If ones considers a taxonomy of time-resource allocation and applies a similar taxonomy to the Web, I think we're going to end up with two primary phylum's for the Web; Work and Play. Essentially, this is how we live our lives; what we do for a living and what we do to play (which includes family and special interests or hobbies.)
As we shift the burden of processing and storage over to larger companies that provide the central office/storage equipment and applications, we will increasingly do more work inside the browser. Knowledge workers will operate inside the browser.
So how will that affect how we "play" online? already we can do limited image editing (moving and still) inside the browser, and text of course, is easy. Sound is progressing as well. I think it will be 5-7 years before we can do anything more sophisticated, especially highly processor intensive activities like film-editing at broadcast quality.

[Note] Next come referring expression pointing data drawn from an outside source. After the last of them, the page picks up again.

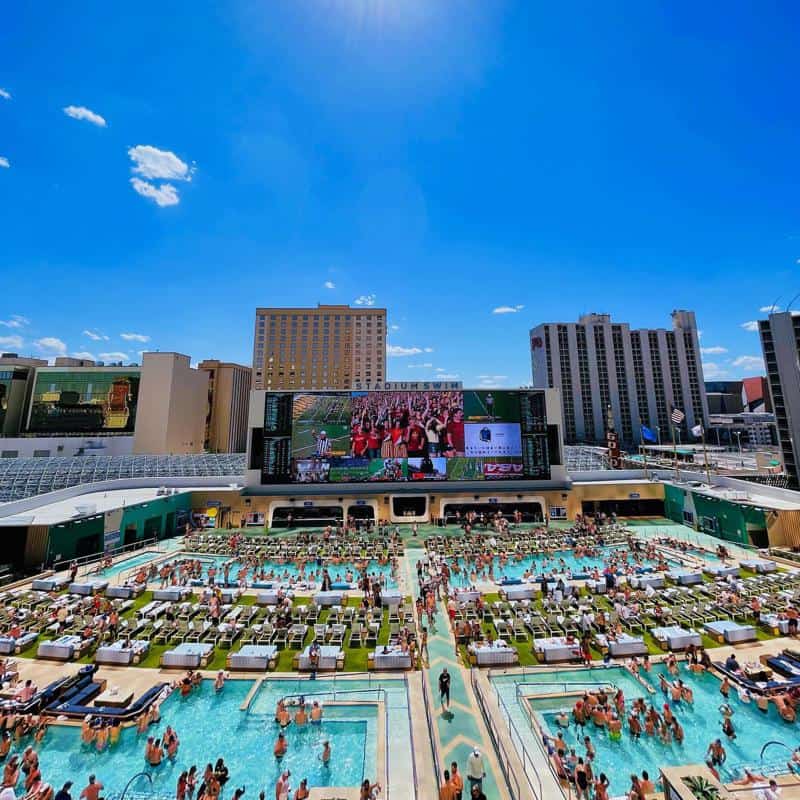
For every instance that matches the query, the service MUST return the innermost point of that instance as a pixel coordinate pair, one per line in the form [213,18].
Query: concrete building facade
[780,343]
[172,405]
[327,347]
[641,374]
[228,402]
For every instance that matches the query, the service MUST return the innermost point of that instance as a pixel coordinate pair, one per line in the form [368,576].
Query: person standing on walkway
[446,789]
[476,771]
[456,781]
[444,688]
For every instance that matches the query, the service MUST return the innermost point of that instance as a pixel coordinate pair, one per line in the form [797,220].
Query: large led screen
[387,436]
[90,401]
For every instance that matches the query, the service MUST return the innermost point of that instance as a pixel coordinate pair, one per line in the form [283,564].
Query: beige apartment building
[228,401]
[172,405]
[327,347]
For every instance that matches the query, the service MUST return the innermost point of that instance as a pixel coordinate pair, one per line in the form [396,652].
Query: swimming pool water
[127,565]
[211,725]
[557,562]
[701,723]
[277,572]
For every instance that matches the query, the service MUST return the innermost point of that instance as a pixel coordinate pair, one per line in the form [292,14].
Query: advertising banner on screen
[494,471]
[493,439]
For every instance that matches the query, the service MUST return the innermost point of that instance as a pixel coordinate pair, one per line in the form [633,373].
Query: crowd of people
[407,425]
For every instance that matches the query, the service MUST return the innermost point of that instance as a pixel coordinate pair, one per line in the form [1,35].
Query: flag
[648,435]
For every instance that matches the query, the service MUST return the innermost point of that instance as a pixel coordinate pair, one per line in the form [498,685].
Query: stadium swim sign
[409,386]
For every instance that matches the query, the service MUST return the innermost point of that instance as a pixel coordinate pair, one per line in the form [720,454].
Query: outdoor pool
[211,725]
[290,572]
[558,562]
[700,720]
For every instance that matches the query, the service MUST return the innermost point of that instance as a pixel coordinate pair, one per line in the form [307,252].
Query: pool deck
[453,733]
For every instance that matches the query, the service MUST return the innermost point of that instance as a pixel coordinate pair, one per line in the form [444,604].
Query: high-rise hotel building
[780,343]
[327,347]
[641,374]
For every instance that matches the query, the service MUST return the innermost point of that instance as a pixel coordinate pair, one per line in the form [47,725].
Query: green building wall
[735,522]
[155,519]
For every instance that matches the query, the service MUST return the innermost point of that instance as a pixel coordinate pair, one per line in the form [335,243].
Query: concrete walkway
[459,728]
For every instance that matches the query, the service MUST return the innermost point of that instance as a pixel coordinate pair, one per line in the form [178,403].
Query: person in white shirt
[476,771]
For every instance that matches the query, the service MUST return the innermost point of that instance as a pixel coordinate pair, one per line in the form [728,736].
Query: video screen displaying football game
[390,436]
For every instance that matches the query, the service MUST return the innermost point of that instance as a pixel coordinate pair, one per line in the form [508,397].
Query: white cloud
[397,350]
[711,370]
[164,195]
[16,321]
[152,163]
[86,114]
[50,344]
[12,342]
[749,363]
[155,164]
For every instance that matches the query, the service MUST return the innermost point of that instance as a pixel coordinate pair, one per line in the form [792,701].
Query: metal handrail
[499,747]
[512,730]
[565,684]
[335,692]
[411,734]
[429,719]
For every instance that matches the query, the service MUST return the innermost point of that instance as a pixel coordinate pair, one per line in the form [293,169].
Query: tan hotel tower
[327,347]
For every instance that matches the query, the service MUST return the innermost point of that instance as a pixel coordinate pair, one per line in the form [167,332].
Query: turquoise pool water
[276,571]
[128,564]
[558,562]
[211,725]
[701,722]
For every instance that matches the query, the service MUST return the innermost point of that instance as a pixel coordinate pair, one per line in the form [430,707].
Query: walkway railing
[566,686]
[429,718]
[381,694]
[502,755]
[411,734]
[516,738]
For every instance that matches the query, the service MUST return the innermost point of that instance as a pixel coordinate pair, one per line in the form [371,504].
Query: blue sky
[165,171]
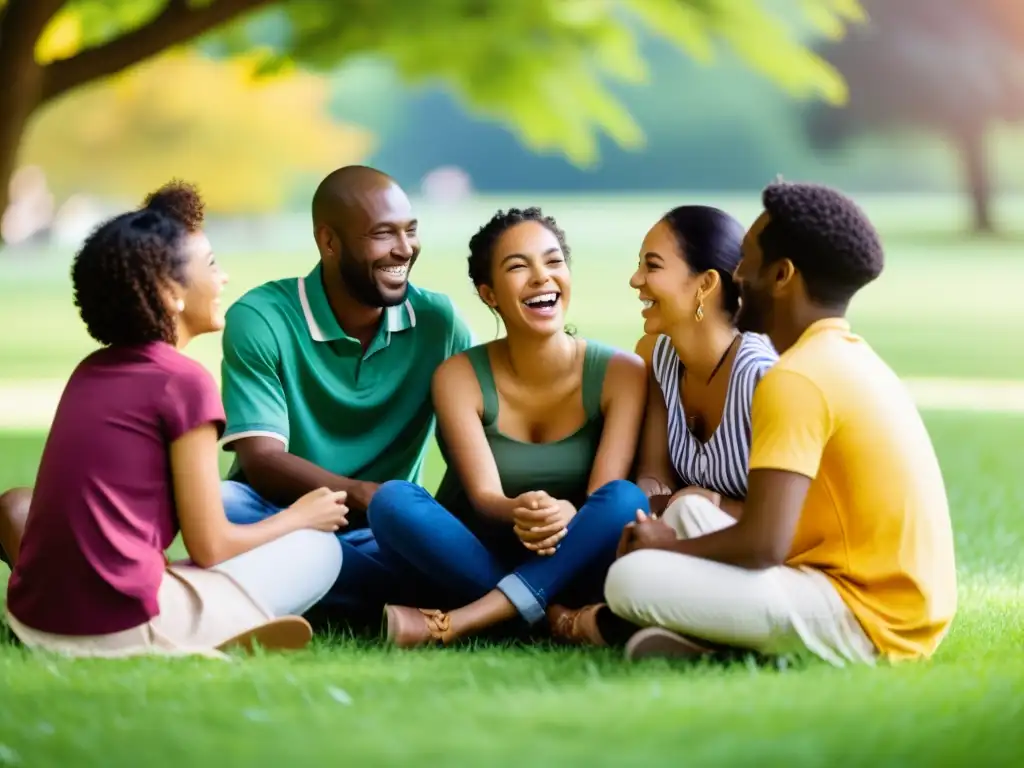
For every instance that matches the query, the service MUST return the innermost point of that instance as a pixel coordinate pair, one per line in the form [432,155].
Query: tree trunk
[20,24]
[971,143]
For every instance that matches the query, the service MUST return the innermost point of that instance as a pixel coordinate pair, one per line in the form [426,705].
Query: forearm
[494,506]
[732,546]
[731,507]
[230,540]
[282,478]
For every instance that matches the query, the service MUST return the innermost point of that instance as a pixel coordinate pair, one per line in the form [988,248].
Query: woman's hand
[322,509]
[541,521]
[652,486]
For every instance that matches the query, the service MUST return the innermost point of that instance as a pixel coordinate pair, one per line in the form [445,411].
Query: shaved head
[366,233]
[344,189]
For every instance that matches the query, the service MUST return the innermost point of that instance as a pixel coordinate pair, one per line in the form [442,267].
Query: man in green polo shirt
[327,378]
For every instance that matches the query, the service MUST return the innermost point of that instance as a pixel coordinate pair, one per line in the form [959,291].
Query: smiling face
[668,288]
[530,280]
[374,245]
[204,283]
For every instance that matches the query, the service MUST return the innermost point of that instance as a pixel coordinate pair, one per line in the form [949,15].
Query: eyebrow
[394,224]
[522,256]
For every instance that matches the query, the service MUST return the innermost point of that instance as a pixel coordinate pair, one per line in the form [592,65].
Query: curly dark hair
[180,201]
[826,237]
[710,240]
[119,271]
[481,245]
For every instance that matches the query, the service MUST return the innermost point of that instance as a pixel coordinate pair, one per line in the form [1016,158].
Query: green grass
[937,311]
[351,702]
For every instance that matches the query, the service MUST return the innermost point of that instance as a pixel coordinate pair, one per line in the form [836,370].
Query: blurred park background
[607,113]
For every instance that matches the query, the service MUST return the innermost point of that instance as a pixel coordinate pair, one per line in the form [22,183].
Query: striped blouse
[721,463]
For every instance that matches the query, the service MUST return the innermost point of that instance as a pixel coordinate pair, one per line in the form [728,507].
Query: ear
[486,295]
[172,296]
[783,275]
[710,282]
[326,241]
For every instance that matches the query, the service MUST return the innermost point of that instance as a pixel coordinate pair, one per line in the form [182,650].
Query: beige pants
[200,608]
[774,611]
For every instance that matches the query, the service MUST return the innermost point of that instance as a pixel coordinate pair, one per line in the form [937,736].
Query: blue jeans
[366,582]
[411,525]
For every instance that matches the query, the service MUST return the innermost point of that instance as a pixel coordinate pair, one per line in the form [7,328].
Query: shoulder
[462,366]
[274,296]
[186,372]
[756,354]
[623,370]
[431,306]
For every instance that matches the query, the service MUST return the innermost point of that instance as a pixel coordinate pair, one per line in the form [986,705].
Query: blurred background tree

But my thought is that eventually, this Web thing will become more utilitarian. The Romance of the Web will fade ( a challenge with mobile connected devices is batteries, which puts dampers on processing capacity) and the excitement and buzz that comes from a new app like Facebook will fade. It's a tough place for serious developers and companies - the innovation expectation, from the public and VC's will be tremendous.
As we become more guarded for our "attention" it will take much more "wow" to get enough of a market to give you a level of attention that equals profits, and I mean Economic Profit, not Shareholder Value. Right now, most Web 2.0 firms can be happy with 200K+ users paying a few bucks a month or driving ad sales, but over the longer term, this model may provide only a modest income. Not the kind of returns a VC wants.
And if we use the Web a lot at work, will we really want to play on the Web during our off-hours? Perhaps the evolution of the TV will change this? I don't quite know how, but the way we play on the Web will change. Devices will change, perhaps we will carry two types of mobile device - one for work and one for play?
Are you at "play" as you read this? Or at work? Or is it play at work?